2人の後ろを振り返るつもりはなく、立ち止まるつもりもなかった。
練習だが、熱くぶつかり合い、想いを高める。
レオナとの2戦目。
先ほどよりも激しい戦いが、幕を開けるのだった。
美咲がいない状況では健輔は十全の力を振るえない。
彼にとって未だに単独での『原初』は遠く、真由美を凌駕したと言ってもまだまだ未熟な部分があるのは事実であった。
対して、光の女神にそのような枷は存在していない。
最終的な強さでは健輔が凌駕していても完成度では足元にも及ばないと断言してよかった。
『術式発動が早いです』
「わかってる!!」
降り注ぐ光の雨を迎え撃ち、健輔は相手の観察を続ける。
『光の女神』レオナ・ブック。
先代のフィーネと比べるとあらゆる面で劣り、女神の名が持つ意味から考えると些か力不足な点が目立つ。
しかし、これは彼女の本質を掴んでいないとしか言いようがないだろう。
フィーネが自らの後継に相応しいと選んだのは伊達でもなければ酔狂でもない。
レオナが相応しいからこそ継がせたのだ。
真実、力不足の存在ならばフィーネはその名を託したりはしていない。
彼女のそういったシビアな面を健輔はよく知っていた。
「期待だけじゃない、やっぱり何かあるんだろうな」
健輔が真由美から巣立ったことで何かが変わったように、フィーネから巣立ったレオナにも何か変化がある。
先ほどの会話からその程度のことは読み取っていた。
『現状、最速の発動速度以外に見るべきところはないですが』
「まあ、それだけでも脅威のは事実だよ。甘くみるのはよくないだろうさ」
データが示すのはレオナの早さについてだけ、大きな変化はないように見える。
次々と術式を展開して、戦い方を変えていく様は総合力の高さを見せつけてきていた。
ここで健輔はあることに気付く。
彼女と自分には憧れに対する姿勢以外にも似ている部分がある。
「……なるほど、確かに似ているな」
レオナの言葉が戦闘になるとよく実感できた。
心や立場、などという抽象的なものよりも余程わかりやすい。
健輔のバトルスタイルとレオナのバトルスタイル。
始まりがパワー不足という点も含めてよく似ている。
力不足を補う多様性。
視点の置くところを含めて何とも言えないシンパシーを感じていた。
「光の剣、応用力も高いな!」
「でなくば、勝ち残れないので。あなたも同じでしょう?」
「ハッ! 違いないな」
健輔も魔導機を双剣に切り替えて応戦する。
美咲がいない状態、つまりは『原初』ではなく『回帰』のレベルだと健輔とレオナに大きな差は存在していない。
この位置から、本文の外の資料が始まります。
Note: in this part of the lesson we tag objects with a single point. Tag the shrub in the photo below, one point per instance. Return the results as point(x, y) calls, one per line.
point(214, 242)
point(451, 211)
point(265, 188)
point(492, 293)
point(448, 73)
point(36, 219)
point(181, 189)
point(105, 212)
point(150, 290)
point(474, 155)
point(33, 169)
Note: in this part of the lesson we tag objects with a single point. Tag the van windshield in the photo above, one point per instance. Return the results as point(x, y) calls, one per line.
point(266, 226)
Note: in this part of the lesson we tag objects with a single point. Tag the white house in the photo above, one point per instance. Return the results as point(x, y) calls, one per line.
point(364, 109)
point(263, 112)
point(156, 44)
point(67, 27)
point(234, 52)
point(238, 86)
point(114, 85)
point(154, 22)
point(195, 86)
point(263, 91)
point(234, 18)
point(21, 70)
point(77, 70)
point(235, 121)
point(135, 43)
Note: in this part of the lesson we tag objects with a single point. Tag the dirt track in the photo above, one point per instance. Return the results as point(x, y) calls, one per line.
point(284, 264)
対応力においては健輔が優り、それを活かすだけのセンスがあるため、最終的に勝つのは健輔ではあるだろう。
しかし、学においてはレオナが優っている。
「その程度で!!」
一瞬で展開される術式。
見覚えのない術式に健輔は判別を陽炎に託すしかない。
「これは――!」
「穿て、光の涙!!」
『警告。周囲に術式展開。全方位――囲まれています!』
「この描かれ方は、まさか」
いつの間にか描かれていた術式が健輔を囲んでいる。
レオナが光で術式を描くのは知っているが、これはそれだけで説明できない。
その場で素早く展開する技術がレオナの技であり、遠隔地に術式を隠蔽するものでははずだし、不可能な所業である。
「――墜ちろ!」
「断る!!」
極太のレーザー攻撃。
単純だが、ゆえに速度においては最速を誇る変換された物理事象に破壊系は意味をなさない。
回帰といえ、健輔が押されている。
レオナの確かな実力がここにあった。
「やはり、これでは決まりませんか」
それでも、どうしよもない差こそが『格』である。
攻撃で悪くなった視界が晴れるとそこには無傷の男がレオナを見据えていた。
万能系の対処能力。事前の準備をしないといけないバックスと違い、その場の機転で健輔は全てを凌駕する。
「はは、なるほど、なるほどね。さっきのは、移動する際に纏っている魔力で描いていたのか?」
「ええ、そこそこの出来だったでしょう?」
「俺以外ならば相応のダメージは与えられるさ。上位には厳しいだろうけどな」
「でしょうね。手品でしかないのが私の技術です」
「いやいや、謙遜ですよ。――俺には、とても重要な技術だ」
レオナが健輔に練習を申し込んだ理由を理解する。
奇跡的なまでに、両者は必要としているものが被っていた。
健輔は美咲抜きで『原初』の領域に至りたいが、どうしても時間が足りない。
必死に勉強すればいい、というだけの話だけではなく、制御の問題があるのだ。
美咲は制御のみに集中すればいいのと、溜め込んだ知識量でなんとか出来るが、健輔は両方が欠けている。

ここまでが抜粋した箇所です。